Fire up the Bentley, pop open the Cristal, build a basement extension all the way down to the molten centre of the earth, because the greatest show on earth just got five billion quid greater.

“It’s obscene!” a cabbie told me on Wednesday. “It’s disgusting!” my barber said yesterday. (“The trouble with the world,” someone definitely once said, even if neither I nor Google can remember who, “is that all the people who know how to run it are driving our taxis and cutting our hair.”)

There have been a few uncommitted murmurings, in the wake of the news that Sky and BT Sport have parted with a full £5.1bn for the privilege of broadcasting three seasons’ worth of Premier League football, about the money going on reducing ticket prices and on grassroots football, and some even more uncommitted pledges that this money won’t just go straight into the obscene, disgusting pockets of the obscene, disgusting players. Except, of course, it definitely will, and maybe, just maybe, quite right too.

This latest, overwhelmingly huge number to dominate both the front and back pages of the newspapers has led to all the old arguments being trotted out again, about a return to the good old days, when it cost less than the price of a cup of tea to jam into the death-trap terraces in order to cheerfully beat the crap out of one another, before Rupert Murdoch came along with his satellite dishes and connived a way to turn the nation’s favourite sport into his own personal, gigantic, rustling money nest.

Football very obviously is not perfect, and we’ll come on to that shortly, but one clear injustice in it all is the recasting of the Premier League footballer as the nation’s favourite pantomime villain.

There he is, with his blacked-out Bugatti and fist-sized wristwatch, stuck in his Beats by Dre world, hiding behind sunglasses that cost more than your summer holiday. What do they know of the world, these young men who earn in a nanosecond what an NHS nurse could make only if she carries on working after the collapse of the sun?
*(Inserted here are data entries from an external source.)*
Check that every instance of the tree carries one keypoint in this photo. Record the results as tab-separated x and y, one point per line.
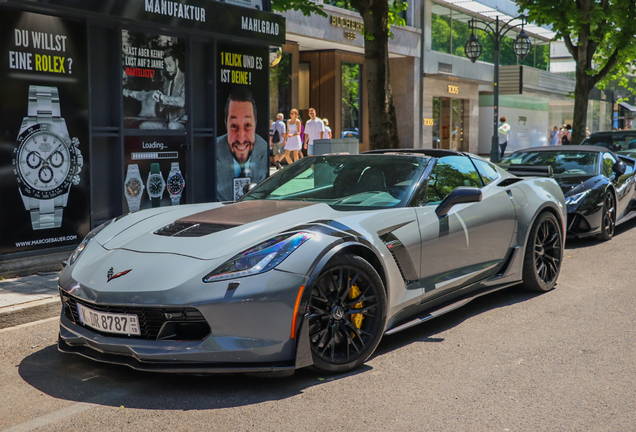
599	34
378	16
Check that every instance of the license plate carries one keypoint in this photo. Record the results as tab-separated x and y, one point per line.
109	322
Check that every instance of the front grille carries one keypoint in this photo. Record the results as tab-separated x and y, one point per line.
155	323
190	229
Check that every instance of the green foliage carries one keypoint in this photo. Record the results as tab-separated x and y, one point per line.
304	6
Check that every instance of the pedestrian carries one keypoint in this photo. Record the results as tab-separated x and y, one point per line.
566	135
278	139
314	129
327	129
504	130
292	137
554	136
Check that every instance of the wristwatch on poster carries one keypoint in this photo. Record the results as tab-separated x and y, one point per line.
175	183
46	160
155	185
133	188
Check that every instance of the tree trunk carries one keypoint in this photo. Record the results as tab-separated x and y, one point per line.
383	132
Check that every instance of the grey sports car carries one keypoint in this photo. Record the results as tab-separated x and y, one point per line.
311	267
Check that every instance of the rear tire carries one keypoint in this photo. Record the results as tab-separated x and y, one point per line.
544	253
347	314
608	218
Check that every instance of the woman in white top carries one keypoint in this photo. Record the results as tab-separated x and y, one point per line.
328	134
293	142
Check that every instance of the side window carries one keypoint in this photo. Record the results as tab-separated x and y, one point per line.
487	171
449	173
607	164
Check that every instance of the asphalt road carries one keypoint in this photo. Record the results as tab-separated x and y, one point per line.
510	361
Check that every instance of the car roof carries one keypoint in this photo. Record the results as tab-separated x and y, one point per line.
437	153
594	149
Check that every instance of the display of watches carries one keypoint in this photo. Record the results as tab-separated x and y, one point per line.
47	162
175	183
133	187
155	185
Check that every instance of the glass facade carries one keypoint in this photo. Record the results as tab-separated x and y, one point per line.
450	30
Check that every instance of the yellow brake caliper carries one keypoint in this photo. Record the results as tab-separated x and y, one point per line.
356	319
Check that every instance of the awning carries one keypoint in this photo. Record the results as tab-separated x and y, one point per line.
627	106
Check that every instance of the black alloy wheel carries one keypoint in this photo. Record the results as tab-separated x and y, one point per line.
544	253
347	314
608	218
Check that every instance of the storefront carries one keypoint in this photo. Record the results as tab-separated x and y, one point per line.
112	107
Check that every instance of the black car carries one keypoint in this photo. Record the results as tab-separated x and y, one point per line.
598	185
621	142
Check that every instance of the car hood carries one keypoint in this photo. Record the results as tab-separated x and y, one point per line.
209	231
575	184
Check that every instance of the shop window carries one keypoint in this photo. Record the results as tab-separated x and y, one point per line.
351	100
280	87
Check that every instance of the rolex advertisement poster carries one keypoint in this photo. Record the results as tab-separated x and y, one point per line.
155	172
44	137
153	81
242	147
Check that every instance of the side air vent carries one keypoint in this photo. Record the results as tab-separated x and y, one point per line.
190	229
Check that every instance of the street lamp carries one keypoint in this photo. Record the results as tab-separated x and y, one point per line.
521	46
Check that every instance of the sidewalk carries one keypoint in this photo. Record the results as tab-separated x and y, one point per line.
29	298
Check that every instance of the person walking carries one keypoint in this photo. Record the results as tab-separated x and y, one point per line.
566	135
503	130
278	139
292	137
314	129
554	136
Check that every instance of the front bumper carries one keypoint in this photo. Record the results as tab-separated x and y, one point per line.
250	332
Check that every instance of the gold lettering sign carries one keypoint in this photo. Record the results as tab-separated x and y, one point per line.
347	24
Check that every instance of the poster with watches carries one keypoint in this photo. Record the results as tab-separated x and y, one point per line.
155	172
44	179
242	146
153	81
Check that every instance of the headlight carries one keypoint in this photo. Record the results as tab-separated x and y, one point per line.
260	258
576	198
76	254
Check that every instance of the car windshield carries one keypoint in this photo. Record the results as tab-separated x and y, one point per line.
615	141
345	182
563	163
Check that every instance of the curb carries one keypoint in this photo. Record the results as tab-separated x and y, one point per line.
11	316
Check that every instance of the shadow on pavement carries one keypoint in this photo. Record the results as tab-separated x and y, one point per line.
74	378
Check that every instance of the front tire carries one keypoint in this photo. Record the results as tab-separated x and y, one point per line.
608	218
544	253
347	314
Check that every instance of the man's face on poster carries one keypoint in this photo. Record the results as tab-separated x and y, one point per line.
241	130
171	65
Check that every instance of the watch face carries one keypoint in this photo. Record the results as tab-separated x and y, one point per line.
44	162
175	184
133	188
155	185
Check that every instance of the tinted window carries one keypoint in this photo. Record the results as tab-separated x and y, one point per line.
449	173
608	163
487	171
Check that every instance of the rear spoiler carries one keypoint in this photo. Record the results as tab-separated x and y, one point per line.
521	170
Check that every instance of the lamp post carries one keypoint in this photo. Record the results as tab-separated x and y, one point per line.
521	46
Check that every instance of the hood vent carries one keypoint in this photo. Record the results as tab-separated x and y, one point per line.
190	229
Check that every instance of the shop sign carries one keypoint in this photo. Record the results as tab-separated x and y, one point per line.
44	87
242	147
202	15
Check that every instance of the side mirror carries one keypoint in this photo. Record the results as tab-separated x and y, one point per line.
459	195
248	187
619	168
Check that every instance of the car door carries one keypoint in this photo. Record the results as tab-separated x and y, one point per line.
467	244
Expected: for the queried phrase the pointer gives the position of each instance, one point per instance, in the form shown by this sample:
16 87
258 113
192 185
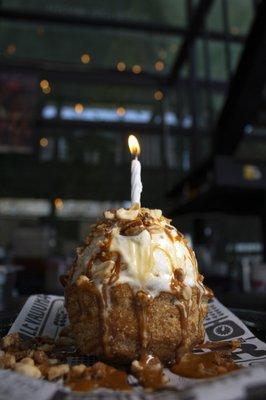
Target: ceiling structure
91 72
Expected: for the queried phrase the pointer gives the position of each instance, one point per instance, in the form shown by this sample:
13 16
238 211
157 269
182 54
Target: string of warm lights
45 86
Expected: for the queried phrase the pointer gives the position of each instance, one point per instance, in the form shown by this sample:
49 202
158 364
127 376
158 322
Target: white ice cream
148 259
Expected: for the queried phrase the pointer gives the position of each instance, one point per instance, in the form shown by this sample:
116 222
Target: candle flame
133 145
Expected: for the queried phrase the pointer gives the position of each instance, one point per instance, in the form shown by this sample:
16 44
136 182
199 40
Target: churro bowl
135 287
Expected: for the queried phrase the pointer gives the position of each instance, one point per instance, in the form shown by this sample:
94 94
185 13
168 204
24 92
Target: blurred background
188 78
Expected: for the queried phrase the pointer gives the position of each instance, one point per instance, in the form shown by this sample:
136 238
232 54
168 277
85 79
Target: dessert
135 288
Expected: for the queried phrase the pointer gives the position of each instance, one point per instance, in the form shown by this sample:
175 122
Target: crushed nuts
57 371
27 369
130 214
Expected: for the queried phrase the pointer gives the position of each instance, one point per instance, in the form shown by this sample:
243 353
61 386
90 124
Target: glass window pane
133 51
217 61
215 17
236 51
240 13
217 103
170 12
200 61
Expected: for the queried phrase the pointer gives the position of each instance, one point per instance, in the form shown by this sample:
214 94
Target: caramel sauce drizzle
206 365
111 379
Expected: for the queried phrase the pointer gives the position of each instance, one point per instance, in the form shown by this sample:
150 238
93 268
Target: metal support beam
246 89
87 21
196 23
69 126
76 72
64 72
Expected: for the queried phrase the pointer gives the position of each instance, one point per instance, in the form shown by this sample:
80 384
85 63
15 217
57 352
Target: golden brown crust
116 323
119 336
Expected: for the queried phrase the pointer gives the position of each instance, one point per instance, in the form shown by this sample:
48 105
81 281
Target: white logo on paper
223 330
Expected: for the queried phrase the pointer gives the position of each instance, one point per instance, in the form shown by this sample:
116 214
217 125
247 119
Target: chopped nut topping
12 339
57 371
109 214
130 214
27 369
7 361
187 292
27 360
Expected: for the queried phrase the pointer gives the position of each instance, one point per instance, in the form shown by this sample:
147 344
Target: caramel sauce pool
206 365
114 379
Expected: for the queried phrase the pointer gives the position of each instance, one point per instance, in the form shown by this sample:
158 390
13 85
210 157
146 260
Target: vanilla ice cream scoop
137 273
141 248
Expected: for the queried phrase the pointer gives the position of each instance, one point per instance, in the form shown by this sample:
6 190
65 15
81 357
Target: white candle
136 184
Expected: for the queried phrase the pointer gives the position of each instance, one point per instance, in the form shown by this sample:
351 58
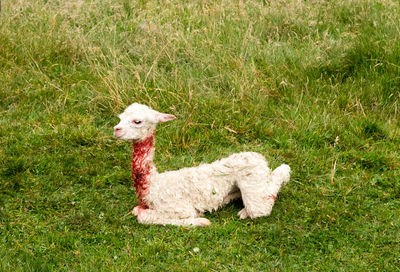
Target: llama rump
181 197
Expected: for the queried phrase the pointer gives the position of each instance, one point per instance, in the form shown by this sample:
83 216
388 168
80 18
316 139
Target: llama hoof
135 210
243 214
138 210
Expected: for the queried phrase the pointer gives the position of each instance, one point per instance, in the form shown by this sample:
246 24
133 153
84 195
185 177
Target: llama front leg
149 216
259 200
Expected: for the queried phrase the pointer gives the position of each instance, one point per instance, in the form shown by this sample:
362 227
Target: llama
181 197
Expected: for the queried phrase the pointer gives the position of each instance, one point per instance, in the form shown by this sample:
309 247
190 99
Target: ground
314 84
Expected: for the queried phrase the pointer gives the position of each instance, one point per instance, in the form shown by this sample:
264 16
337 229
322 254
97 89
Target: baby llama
181 197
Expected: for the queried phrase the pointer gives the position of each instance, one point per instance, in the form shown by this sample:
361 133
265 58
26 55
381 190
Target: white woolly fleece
181 197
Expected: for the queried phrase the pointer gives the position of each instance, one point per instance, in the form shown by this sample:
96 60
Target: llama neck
142 166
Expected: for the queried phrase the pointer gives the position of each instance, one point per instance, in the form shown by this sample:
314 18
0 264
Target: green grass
314 84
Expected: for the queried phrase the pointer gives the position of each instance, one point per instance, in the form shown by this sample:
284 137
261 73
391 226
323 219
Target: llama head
138 122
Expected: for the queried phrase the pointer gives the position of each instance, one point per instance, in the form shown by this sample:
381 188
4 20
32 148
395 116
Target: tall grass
314 84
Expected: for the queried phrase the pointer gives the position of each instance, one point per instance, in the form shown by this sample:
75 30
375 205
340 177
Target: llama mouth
119 135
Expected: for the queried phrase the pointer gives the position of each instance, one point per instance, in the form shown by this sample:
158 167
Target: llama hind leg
149 216
259 196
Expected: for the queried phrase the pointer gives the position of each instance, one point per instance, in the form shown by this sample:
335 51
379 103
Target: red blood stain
271 197
141 166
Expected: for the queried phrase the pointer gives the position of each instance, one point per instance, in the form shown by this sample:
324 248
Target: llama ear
163 117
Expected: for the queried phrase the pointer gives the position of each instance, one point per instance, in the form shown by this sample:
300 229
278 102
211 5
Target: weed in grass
284 78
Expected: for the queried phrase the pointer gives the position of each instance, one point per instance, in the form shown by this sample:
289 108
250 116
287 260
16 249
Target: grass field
314 84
More than most, actually. These are the extraordinarily talented men who have made it to the very top of the toughest and most ruthless meritocracy out there.

Yes, they just kick a ball about, but they deserve it.

Why do so few posh people make it as footballers? Because it doesn’t matter who you are or who you know. It matters solely how good you are. Even Johan Cruyff’s son, and Sir Alex Ferguson’s, got found out in the end and there was nothing anyone could do to help them.

Remember that bloke who turned up at Southampton pretending to be George Weah’s cousin, and having effectively invented the airshot header was laughed off the pitch within 15 minutes?

In any other walk of life, it’s idiots like that, with the right connections and a bit of brass neck but no talent whatsoever, who are running the world.

If the planet’s mega footballers don’t act with the unctuous entitled discretion of someone born on 300 grand a week, then good for them.

And in the great international Premier League, there are near countless tales of unimaginable hardship that their idle detractors couldn’t care less about.

Look at Diego Costa, or Alexis Sanchez, propelled from unimaginable poverty to unimaginable wealth by talent alone, young boys who grew up knowing football was their only way out. They know infinitely more about hardship than any of their many detractors do.

There is a curious logic currently doing the rounds. One that wants to go back to the days when football was the working man’s game, when the players ate a fry-up before the match and quite often went on the piss with the journalists afterwards, but one that also wants players to be role models, to inspire young people.

But if all the riches of the Premier League glittering in our own back garden doesn’t inspire the kids to get up and have a kickabout, then nothing will.

There is no going back, and in the meantime, if shadowy foreign oilmen want to squander their fortune meeting the outrageous wage demands of working-class heroes, then long may it continue.

It’s a far better deal than any trade union ever managed.